Het heeft er na 1945 naar uitgezien dat de populariteit van de gemberbolus weer oude niveaus zou gaan halen. Vooral in Amsterdam waren ze op veel plaatsen te koop – bijvoorbeeld ook bij mijn vader, die banketbakker was. Veel Amsterdammers hebben dierbare, nostalgische, emotionele herinneringen aan banketbakkers zoals Mouwes, Van Dobben, Theeboom… Daarvan is niet écht veel over. In Amsterdam worden gemberbolussen alleen nog gemaakt door Holtkamp en Bettine Bakt (Van Woustraat), voor zover ik weet. Het Joods Historisch Museum, de zuurwarenwinkel De Leeuw op de Vrijheidslaan en café De IJsbreker maken ze niet zelf maar verkopen ze (soms) wel. En in Buitenveldert en Amstelveen (Kastelenstraat) zijn diverse bakkerijen die ze nog steeds of alweer zelf produceren. Particulieren kunnen ze bovendien online bestellen bij bolusfabriek.nl.
Maar dan nu mijn vraag:
Kent iemand van jullie bakkers en/of verkopers van authentieke gemberbolussen buiten de regio Amsterdam/Amstelveen? Je weet dat de verbreiding ervan vroeger veel groter was dan nu. Worden ze elders nog gemaakt en/of verkocht? Dat lijkt me boeiend om te weten of die traditie nog ergens anders dan in en rond Amsterdam bestaat. Als je iets weet, deel het dan alsjeblieft in het reactievak hieronder. Vast bedankt!
Hoi Jacques, ik heb het artikel (nog) niet helemaal gelezen, weinig tijd, maar ik wil je attenderen op het feit dat er zoiets bestaat als ‘Zeeuwse bolussen’. Ik weet dit omdat ik ooit een Zeeuws vriendje had. Dat waren gedraaide broodjes, net als de gemberbolus, met kaneel erin, als ik me niet vergis.
Groetjes, Monique
aar ik noem de Zeeuwse bolus wel degelijk. Ik vind hem nogal op Judith Montefiores Engelse plaine booles lijken. Die laatste werd niet gedraaid, en dat is tegenwoordig wel zo – net als de gemberbolus.
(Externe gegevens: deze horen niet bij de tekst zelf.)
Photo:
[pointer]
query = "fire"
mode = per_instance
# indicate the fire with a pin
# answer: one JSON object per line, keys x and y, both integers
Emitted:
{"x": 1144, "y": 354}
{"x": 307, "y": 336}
Daarmee rijst de vraag wie zijn/haar bolus is gaan draaien en waar dat heuglijke feit heeft plaatsgevonden is. Wil je daar niet eens een Zeeuwse bakker naar vragen?
Gemberbolussen doen we niet aan in Zeeuws Vlaanderen. We hebben wel bakker Joop van Bakkerij Van Meijel in De Clinge die 5 x op rij kampioen bolusbakken is geworden.zie hun website.
Onze bakker in Kloosterzande (die vorig jaar kampioen stokbrood bakken in Lille is geworden ) maakt trouwens een lichte èn een donkere bolus.
Maar dat vroeg je allemaal niet ,maar deze info is bolus,eh bonus.
Kan dat kleurverschil aan de soort suiker liggen?